Lori Wiener, Ph.D., from the National Institutes of Health in Bethesda, Md., and colleagues analyzed data from 52 participants (age 16 to 28 years) living with metastatic or recurrent cancer or HIV infection (acquired at birth or early in life) who ranked statements presented in the pages from the advance care planning guide My Thoughts, My Wishes, My Voice and the adult document Five Wishes. Participants suggested changes in content, design, format, and style, and a new document, Voicing My Choices, was developed.
The researchers found that AYAs living with a life-threatening illness wanted to be able to choose and record specific information.

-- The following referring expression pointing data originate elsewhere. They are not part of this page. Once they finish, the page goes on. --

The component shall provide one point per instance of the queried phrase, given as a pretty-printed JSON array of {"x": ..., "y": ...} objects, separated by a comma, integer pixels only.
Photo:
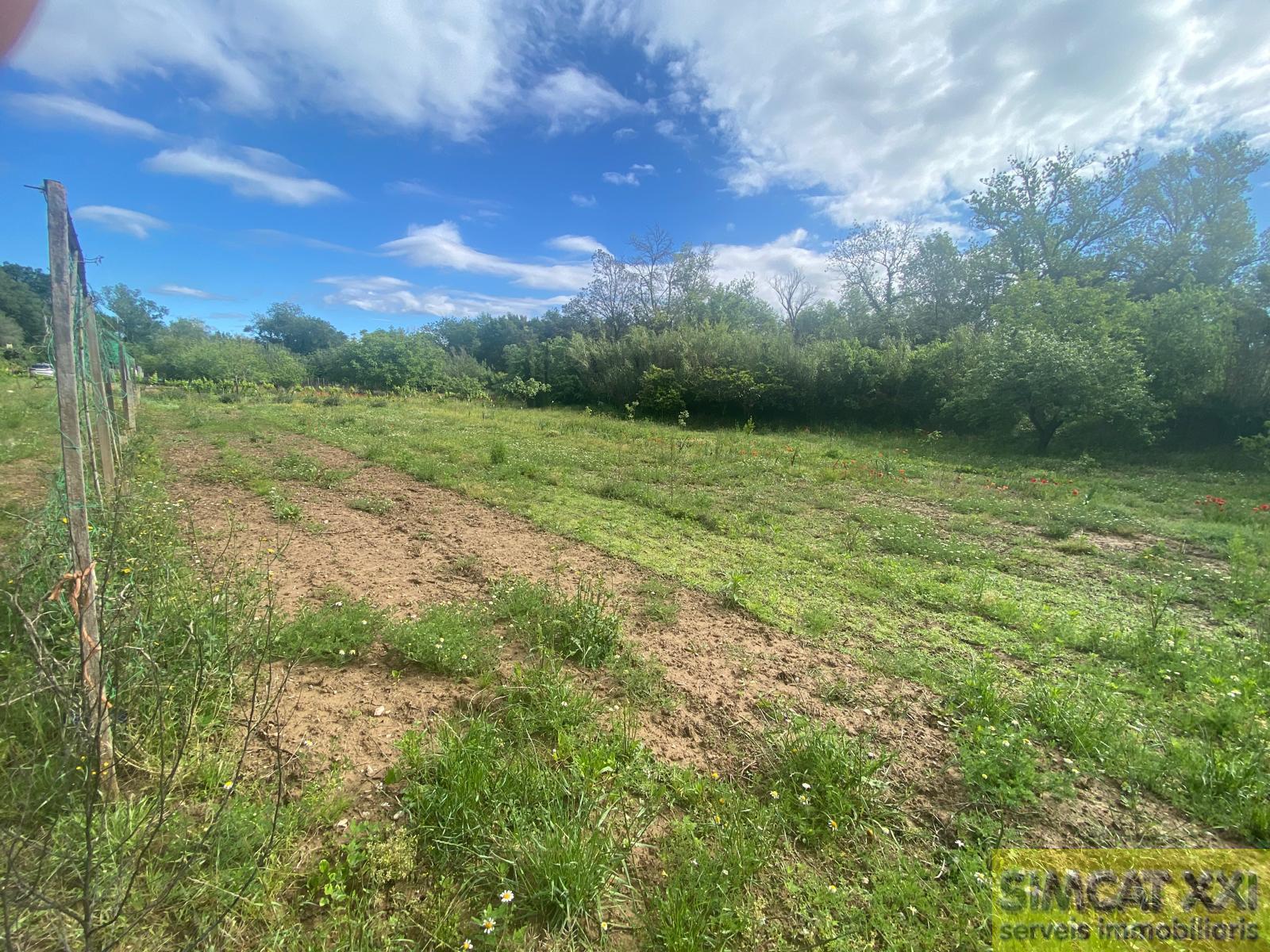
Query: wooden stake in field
[
  {"x": 130, "y": 400},
  {"x": 83, "y": 588},
  {"x": 99, "y": 405}
]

This information included the kind of medical treatment they did and did not want to receive; how they would like to be cared for; information that they wanted their family and friends to know; and how they wanted to be remembered.
"This study identified items that are important in a specific document that allows compassionate and self-directed care, support, and comfort both before and after death," the authors write. "Voicing My Choices allows AYAs to reflect on their life and to make choices about what nurtures, protects, and affirms their remaining life and how they wish to be remembered into the future."